O legislador tem tempo de sobra para receber pessoas, falar com a imprensa e com os colegas

O legislador que segue este rumo, então, torna-se um expert em alguma área da administração pública, conquista o respeito de seus colegas, passa a ser fonte especializada para os jornalistas, e, eventualmente, é reconhecido como autoridade na sua área de especialização. Eles são muitas vezes convidados para assumir funções executivas na sua área e tornam-se fontes seguras de conselho e informação para seus colegas, e até mesmo para a comunidade.

Para quem escolheu o perfil legislativo que caracterizamos como de “influente na Casa”, por oposição ao outro, caracterizado como “influente na sociedade”, tudo bem. Este é um caminho válido e eficiente. Para quem tem ambições maiores, para quem se propõe a ser influente na sociedade, para quem busca o poder, a especialização pode tornar-se uma armadilha.

Por mais útil que seja para o trabalho legislativo, o impacto do seu trabalho, de sua importância e de sua utilidade, não comove os eleitores de sua base política.

Seus eleitores hão de querer, principalmente, um “advogado” de suas causas e prioridades locais, de seus interesses privados junto à administração pública, alguém importante para resolver os problemas urgentes de pessoas “sem importância”, ou um “líder” político em ascensão, uma promessa de que chegará a cargos mais elevados e poderosos.

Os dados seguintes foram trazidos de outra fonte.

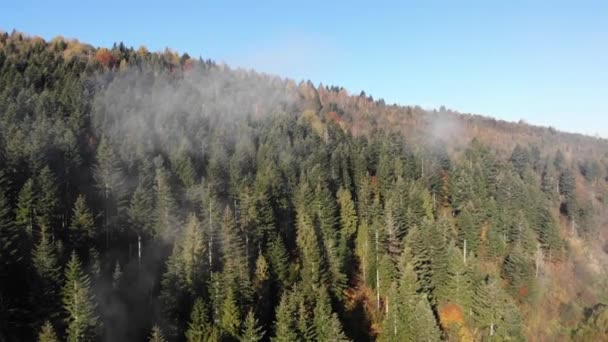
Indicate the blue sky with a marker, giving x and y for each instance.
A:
(544, 62)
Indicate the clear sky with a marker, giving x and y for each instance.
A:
(542, 61)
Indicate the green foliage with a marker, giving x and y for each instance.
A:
(78, 303)
(26, 207)
(82, 226)
(298, 207)
(156, 335)
(230, 320)
(47, 333)
(252, 332)
(198, 327)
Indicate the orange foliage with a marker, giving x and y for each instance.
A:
(451, 314)
(523, 292)
(105, 58)
(333, 116)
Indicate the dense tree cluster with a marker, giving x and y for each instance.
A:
(258, 220)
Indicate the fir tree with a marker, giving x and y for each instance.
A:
(156, 335)
(326, 323)
(47, 333)
(284, 322)
(26, 207)
(252, 332)
(46, 266)
(78, 302)
(198, 327)
(47, 199)
(82, 227)
(230, 320)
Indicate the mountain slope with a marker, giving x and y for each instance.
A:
(210, 203)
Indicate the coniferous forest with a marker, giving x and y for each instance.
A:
(152, 196)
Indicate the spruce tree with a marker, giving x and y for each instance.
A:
(47, 333)
(109, 179)
(47, 199)
(26, 207)
(9, 234)
(198, 327)
(156, 335)
(230, 319)
(284, 329)
(47, 277)
(78, 302)
(82, 226)
(252, 332)
(327, 325)
(426, 328)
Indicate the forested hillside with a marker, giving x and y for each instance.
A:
(153, 196)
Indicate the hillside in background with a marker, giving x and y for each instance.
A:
(151, 195)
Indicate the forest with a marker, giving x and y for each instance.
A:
(152, 196)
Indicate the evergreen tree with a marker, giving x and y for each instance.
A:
(109, 179)
(198, 327)
(140, 210)
(468, 230)
(26, 207)
(517, 269)
(48, 203)
(459, 285)
(47, 333)
(156, 335)
(426, 328)
(82, 227)
(9, 234)
(46, 266)
(230, 320)
(308, 243)
(252, 332)
(164, 219)
(116, 276)
(284, 322)
(326, 323)
(78, 302)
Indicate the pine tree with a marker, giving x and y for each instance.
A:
(184, 276)
(47, 333)
(109, 179)
(326, 323)
(46, 266)
(487, 305)
(164, 219)
(362, 251)
(517, 269)
(252, 332)
(230, 320)
(198, 327)
(156, 335)
(235, 268)
(116, 276)
(26, 206)
(82, 227)
(417, 242)
(459, 285)
(279, 260)
(348, 227)
(141, 209)
(47, 199)
(9, 234)
(182, 166)
(78, 302)
(468, 230)
(284, 322)
(426, 328)
(308, 243)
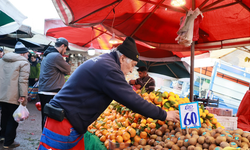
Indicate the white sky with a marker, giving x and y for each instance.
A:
(36, 11)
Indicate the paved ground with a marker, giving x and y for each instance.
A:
(29, 132)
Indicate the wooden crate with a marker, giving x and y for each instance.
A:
(230, 123)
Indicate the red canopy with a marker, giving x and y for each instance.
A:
(100, 36)
(243, 113)
(155, 22)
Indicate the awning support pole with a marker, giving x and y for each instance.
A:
(191, 95)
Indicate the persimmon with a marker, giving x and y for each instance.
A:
(133, 125)
(143, 134)
(160, 122)
(132, 132)
(126, 136)
(149, 120)
(152, 125)
(103, 138)
(137, 138)
(119, 139)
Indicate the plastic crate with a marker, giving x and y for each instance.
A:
(220, 111)
(118, 146)
(230, 123)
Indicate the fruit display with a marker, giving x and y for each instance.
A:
(118, 124)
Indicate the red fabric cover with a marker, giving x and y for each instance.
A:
(61, 128)
(243, 113)
(133, 17)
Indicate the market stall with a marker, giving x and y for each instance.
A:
(119, 126)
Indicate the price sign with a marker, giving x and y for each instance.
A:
(189, 115)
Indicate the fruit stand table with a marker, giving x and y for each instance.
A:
(92, 142)
(208, 102)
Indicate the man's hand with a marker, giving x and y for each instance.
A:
(132, 82)
(173, 116)
(138, 86)
(22, 100)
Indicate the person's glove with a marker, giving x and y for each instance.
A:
(173, 116)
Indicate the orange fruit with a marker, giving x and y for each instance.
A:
(106, 143)
(119, 139)
(158, 100)
(133, 125)
(122, 146)
(103, 138)
(137, 116)
(171, 98)
(147, 130)
(137, 138)
(144, 94)
(144, 121)
(111, 136)
(132, 132)
(98, 125)
(152, 96)
(149, 120)
(171, 109)
(128, 141)
(119, 133)
(171, 94)
(143, 134)
(104, 132)
(97, 132)
(214, 121)
(126, 136)
(152, 125)
(160, 122)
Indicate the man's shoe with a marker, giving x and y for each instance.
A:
(13, 145)
(1, 138)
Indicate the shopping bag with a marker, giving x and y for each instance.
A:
(33, 91)
(21, 113)
(189, 27)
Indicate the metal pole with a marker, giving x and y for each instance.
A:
(192, 73)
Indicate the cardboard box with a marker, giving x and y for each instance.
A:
(230, 123)
(220, 111)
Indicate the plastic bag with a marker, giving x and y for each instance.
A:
(185, 33)
(21, 114)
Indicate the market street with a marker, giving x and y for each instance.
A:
(28, 132)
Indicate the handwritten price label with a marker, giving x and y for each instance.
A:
(189, 115)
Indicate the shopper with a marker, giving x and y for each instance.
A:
(34, 70)
(89, 91)
(1, 53)
(144, 80)
(53, 69)
(14, 75)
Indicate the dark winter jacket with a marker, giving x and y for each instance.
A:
(34, 70)
(93, 86)
(53, 69)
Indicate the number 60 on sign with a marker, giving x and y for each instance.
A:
(189, 115)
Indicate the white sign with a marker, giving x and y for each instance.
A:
(189, 115)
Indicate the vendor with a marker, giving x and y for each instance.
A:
(89, 91)
(143, 80)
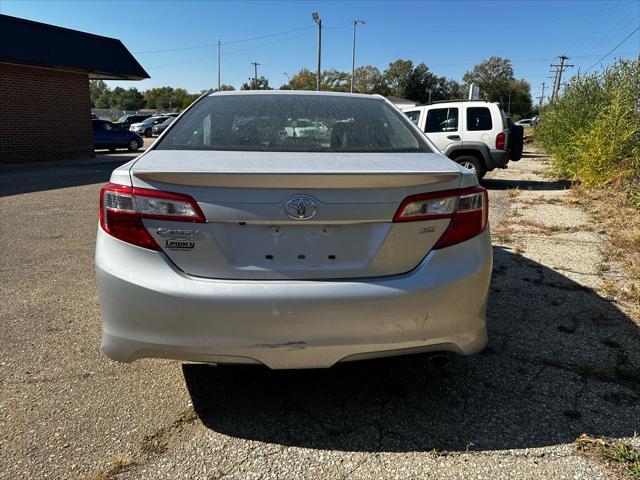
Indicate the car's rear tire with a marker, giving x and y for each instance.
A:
(516, 142)
(472, 163)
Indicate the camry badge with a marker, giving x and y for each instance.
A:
(301, 207)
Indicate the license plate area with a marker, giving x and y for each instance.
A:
(301, 246)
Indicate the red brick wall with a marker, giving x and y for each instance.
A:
(44, 114)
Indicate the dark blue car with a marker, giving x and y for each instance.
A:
(111, 136)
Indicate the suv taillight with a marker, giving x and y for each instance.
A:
(122, 209)
(467, 208)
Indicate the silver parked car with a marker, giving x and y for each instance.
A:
(158, 128)
(232, 240)
(145, 127)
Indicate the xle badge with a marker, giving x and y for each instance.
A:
(177, 244)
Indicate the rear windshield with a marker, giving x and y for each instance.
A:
(293, 123)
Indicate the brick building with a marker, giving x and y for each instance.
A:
(45, 108)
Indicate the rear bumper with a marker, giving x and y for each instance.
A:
(500, 158)
(151, 309)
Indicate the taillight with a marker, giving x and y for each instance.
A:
(467, 208)
(122, 209)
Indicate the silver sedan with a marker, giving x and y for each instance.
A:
(235, 240)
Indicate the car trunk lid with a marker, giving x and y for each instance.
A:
(254, 230)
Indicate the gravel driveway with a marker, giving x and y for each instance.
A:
(561, 361)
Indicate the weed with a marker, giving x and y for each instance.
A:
(618, 455)
(119, 462)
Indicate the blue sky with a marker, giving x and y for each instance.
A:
(450, 37)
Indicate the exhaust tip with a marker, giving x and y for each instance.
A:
(438, 360)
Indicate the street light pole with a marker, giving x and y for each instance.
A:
(255, 74)
(218, 63)
(316, 18)
(353, 51)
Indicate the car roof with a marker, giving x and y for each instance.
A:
(294, 92)
(441, 103)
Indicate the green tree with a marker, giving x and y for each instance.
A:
(368, 79)
(519, 102)
(397, 76)
(165, 98)
(130, 99)
(305, 79)
(97, 88)
(189, 99)
(261, 83)
(493, 76)
(335, 81)
(418, 84)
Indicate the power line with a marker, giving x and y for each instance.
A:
(232, 42)
(613, 49)
(557, 82)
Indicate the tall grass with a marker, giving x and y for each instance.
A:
(592, 131)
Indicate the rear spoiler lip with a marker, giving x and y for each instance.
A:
(296, 180)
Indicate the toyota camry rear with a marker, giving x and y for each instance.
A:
(294, 230)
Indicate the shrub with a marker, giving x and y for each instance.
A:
(592, 132)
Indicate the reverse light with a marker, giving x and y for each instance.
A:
(467, 208)
(123, 208)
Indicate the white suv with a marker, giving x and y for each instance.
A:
(473, 133)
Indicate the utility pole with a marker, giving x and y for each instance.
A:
(541, 97)
(255, 74)
(218, 63)
(316, 18)
(353, 51)
(558, 80)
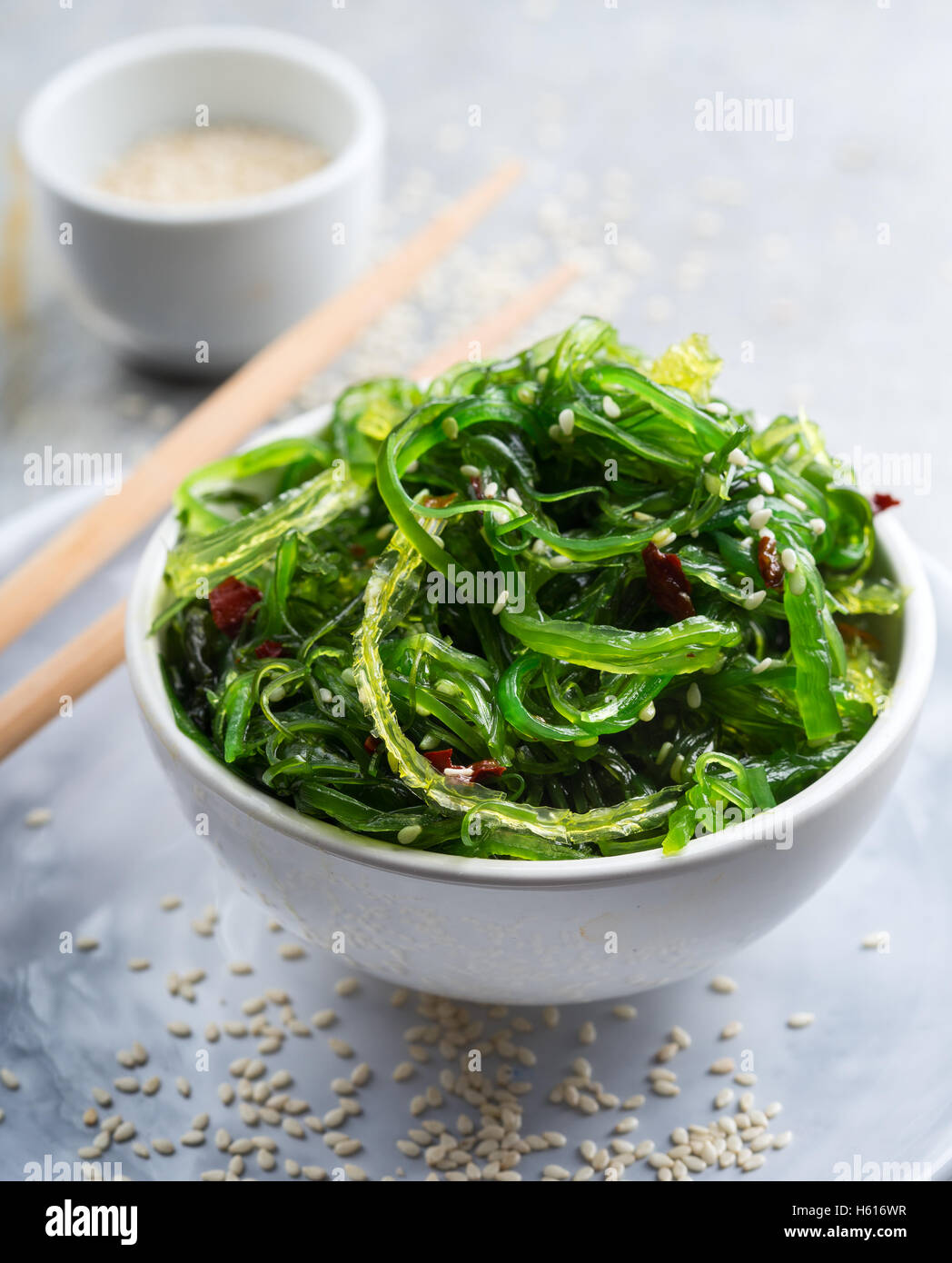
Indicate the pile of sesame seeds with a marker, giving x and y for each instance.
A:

Para manter esses eleitores com ele, o legislador precisará gastar a maior parte que lhe for possível do seu tempo com eles, recebendo-os, escrevendo e respondendo cartas, atendendo e fazendo telefonemas, visitando-os, resolvendo ou pelo menos encaminhando seus problemas, sem deixar de ter uma presença marcante no legislativo a que pertence, em questões seletivas.

Muito dificilmente alguém consegue ser igualmente eficiente na especialização legislativa que adota, e nessas funções mais políticas de contato com seus eleitores. O caminho da especialização, portanto, pode ser uma saída para aquele acúmulo de tarefas que, desordenadamente, recaem sobre o legislador. Mas pode também tornar-se uma armadilha, cujas conseqüências somente serão visíveis, com clareza, na próxima eleição.